De sa puissante main gauche, Marie Sophie Hauzel dépeint une mer sombre et agitée qui, dès les premières mesures, ne présage rien de bon. La charmante mélodie romantique de la main droite ne fait qu’accentuer le contraste et crée une ambiance lourde de danger. À chaque répétition du motif de la mer, la menace se fait plus pesante, jusqu’au passage fatal de l’orage, que Hauzel joue avec la sauvagerie contrôlée d’un Dieu qui tue sa pitoyable créature avec cruauté et amertume à parts égales. Sa technique est impeccable et son sens de la narration délicieusement vif. Visiblement, elle était tellement plongée dans son récit qu’elle semblait surprise lorsque les applaudissements et les bravos ont éclaté avant qu’elle ne soit prête. Elle a vite souri et remercié le public enthousiaste, se lançant à plusieurs reprises pour s’exprimer à son tour, mais les applaudissements continuaient. Plus tard, elle pourra lever la main d’un geste impérieux pour signifier le silence, à l’instar d’Elisabeth Leonskaja ou de Martha Argerich, mais pas encore. Quand, finalement, elle prend la parole, c’est pour présenter la dernière partie de son concert, dédiée à Alberto Ginastera.
« Les trois compositeurs réunis au programme ce soir partagent leur intérêt pour la musique nationale, et Alberto Ginastera avait une très grande admiration pour le travail de Béla Bartók dans le domaine de l’ethnologie musicale », nous explique Marie Sophie Hauzel. « Vous allez voir, dans la « Danse de la gracieuse jeune fille », qu’au début, Ginastera restituait la musique folklorique avec une grande fidélité, mais avec le temps, il est devenu de plus en plus avant-gardiste. » Les deux morceaux que Hauzel nous propose en dernière partie ont été écrits à 44 ans d’intervalle. La « Danza de la moza donosa » fait partie de ses 3 Danzas Argentinas, op. 2, n° 2, composées en 1937, alors que Ginastera était encore étudiant au Conservatorio Nacional. En revanche, Ginastera a écrit sa Sonate pour piano n° 2 en 1981, après avoir quitté la dictature de la Révolution argentine pour s’installer à Genève en 1970.

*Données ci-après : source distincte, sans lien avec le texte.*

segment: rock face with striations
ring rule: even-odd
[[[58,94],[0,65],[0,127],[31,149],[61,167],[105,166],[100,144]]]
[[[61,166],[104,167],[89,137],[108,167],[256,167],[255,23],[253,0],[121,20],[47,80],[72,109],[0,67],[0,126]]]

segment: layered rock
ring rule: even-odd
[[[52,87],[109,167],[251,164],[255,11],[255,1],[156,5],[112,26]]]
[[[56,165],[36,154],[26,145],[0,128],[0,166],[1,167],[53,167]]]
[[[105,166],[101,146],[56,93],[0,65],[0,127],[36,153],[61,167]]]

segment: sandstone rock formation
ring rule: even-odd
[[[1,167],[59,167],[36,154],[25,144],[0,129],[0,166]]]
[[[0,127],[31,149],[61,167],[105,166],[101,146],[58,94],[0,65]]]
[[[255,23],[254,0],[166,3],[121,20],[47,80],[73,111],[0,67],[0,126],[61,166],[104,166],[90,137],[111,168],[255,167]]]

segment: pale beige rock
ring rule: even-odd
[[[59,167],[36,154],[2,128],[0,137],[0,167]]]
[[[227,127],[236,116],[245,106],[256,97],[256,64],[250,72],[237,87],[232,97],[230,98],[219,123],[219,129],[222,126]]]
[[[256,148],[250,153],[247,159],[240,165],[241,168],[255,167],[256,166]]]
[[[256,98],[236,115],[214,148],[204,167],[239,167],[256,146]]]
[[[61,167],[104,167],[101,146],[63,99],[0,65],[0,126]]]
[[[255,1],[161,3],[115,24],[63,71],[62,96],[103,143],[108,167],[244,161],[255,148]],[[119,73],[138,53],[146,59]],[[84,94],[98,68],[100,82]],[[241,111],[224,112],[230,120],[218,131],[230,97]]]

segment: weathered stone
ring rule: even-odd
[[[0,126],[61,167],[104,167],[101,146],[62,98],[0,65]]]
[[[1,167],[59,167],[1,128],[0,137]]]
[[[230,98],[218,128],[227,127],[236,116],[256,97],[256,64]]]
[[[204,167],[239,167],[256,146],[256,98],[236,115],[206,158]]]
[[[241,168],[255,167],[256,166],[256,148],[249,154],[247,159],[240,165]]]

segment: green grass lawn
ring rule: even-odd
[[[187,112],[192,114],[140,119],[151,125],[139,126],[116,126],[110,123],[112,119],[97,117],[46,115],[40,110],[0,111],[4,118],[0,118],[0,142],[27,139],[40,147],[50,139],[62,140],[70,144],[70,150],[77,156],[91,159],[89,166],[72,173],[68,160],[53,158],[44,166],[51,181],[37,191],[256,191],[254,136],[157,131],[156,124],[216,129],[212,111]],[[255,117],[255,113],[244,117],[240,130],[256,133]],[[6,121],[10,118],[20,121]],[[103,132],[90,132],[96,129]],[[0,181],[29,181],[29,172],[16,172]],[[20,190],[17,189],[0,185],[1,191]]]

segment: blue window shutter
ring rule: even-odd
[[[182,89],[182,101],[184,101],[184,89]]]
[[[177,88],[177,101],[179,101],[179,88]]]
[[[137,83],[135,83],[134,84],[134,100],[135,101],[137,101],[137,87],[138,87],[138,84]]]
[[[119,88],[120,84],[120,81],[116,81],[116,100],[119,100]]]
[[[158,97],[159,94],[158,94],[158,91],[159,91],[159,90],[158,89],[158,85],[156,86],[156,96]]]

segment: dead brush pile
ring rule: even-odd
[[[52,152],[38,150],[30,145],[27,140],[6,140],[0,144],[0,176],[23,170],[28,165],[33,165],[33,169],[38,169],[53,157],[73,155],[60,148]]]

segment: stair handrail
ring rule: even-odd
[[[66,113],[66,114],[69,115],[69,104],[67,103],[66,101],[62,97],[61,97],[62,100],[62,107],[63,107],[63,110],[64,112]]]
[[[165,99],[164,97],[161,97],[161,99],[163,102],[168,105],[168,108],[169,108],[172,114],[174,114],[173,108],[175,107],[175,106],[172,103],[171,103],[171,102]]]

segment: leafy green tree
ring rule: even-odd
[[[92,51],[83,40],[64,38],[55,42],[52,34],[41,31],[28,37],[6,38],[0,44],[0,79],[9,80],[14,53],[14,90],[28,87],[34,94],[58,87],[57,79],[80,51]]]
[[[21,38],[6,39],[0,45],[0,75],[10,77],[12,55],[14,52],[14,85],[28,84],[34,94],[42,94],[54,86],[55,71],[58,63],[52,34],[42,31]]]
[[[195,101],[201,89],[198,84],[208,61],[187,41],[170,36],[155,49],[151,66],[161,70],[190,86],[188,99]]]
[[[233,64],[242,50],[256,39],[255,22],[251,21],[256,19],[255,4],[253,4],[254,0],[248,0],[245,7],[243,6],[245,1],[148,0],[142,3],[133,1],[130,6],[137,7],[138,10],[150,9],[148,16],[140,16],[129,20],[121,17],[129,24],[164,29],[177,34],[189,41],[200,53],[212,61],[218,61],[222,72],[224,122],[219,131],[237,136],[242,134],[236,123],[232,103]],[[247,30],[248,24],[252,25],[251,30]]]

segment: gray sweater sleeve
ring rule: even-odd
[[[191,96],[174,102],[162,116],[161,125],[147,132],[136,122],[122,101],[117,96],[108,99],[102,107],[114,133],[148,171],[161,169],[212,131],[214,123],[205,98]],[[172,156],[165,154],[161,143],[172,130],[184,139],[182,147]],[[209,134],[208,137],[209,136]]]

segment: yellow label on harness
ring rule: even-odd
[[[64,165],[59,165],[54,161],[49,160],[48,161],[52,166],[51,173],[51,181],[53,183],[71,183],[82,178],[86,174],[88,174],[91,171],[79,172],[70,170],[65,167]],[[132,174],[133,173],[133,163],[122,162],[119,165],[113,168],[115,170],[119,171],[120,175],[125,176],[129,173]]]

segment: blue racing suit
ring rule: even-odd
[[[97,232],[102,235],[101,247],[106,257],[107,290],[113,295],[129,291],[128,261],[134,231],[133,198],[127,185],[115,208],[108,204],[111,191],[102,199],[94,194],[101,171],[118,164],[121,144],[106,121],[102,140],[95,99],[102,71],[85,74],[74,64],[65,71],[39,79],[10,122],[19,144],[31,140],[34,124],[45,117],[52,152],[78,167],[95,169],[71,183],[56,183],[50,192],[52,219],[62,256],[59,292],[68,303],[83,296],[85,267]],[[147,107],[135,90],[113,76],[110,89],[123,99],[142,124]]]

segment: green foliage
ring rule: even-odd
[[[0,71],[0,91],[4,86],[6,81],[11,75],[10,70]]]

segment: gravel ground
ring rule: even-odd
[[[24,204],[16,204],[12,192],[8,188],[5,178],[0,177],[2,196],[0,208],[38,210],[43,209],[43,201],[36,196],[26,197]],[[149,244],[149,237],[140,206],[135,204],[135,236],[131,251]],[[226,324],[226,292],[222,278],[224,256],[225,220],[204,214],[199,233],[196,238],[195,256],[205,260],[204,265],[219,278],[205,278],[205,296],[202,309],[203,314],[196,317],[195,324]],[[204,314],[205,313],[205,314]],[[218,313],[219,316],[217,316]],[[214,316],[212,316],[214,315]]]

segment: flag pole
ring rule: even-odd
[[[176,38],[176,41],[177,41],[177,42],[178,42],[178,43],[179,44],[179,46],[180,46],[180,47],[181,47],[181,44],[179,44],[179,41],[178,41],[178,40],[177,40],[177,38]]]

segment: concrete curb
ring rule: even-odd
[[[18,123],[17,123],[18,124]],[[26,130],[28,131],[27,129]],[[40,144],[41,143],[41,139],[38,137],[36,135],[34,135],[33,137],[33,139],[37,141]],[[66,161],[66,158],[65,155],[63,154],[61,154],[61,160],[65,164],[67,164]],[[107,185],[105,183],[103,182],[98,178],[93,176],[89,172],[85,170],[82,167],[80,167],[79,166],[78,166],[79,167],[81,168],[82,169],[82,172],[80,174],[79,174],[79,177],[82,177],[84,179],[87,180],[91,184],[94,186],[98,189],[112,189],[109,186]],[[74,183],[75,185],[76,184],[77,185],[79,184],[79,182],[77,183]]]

La courte « Danza de la moza donosa » de trois minutes commence par une mélodie entraînante qui crée de la tension grâce à l’utilisation d’inflexions chromatiques avant d’introduire une nouvelle mélodie, plus assurée, qui repose sur des intervalles de quarte et de quinte, qui évoque l’immensité des pampas argentines. Dans la section finale, on retrouve le thème du départ, mais avec une harmonisation plus riche. Le morceau s’achève sur un accord atonal qui demeure en suspens. Hauzel enchaîne sans pause avec la Sonate pour piano n° 2, une œuvre moderne, intense et percussive, en trois mouvements et d’une durée d’exécution d’environ douze minutes.
Si sa « Danse de la gracieuse jeune fille » manque un peu de piment, en comparaison, par exemple, avec la version enregistrée par Martha Argerich à Amsterdam dans les années 1970, on ne peut qu’applaudir son interprétation musclée et délicate, virtuose et admirablement précise de la Sonate pour piano n° 2. La standing ovation prouve que Marie Sophie Hauzel maîtrise l’art du piano, de la narration et de la transmission et sait convaincre un public pas forcément acquis d’avance à l’avant-gardisme musical du XXe siècle.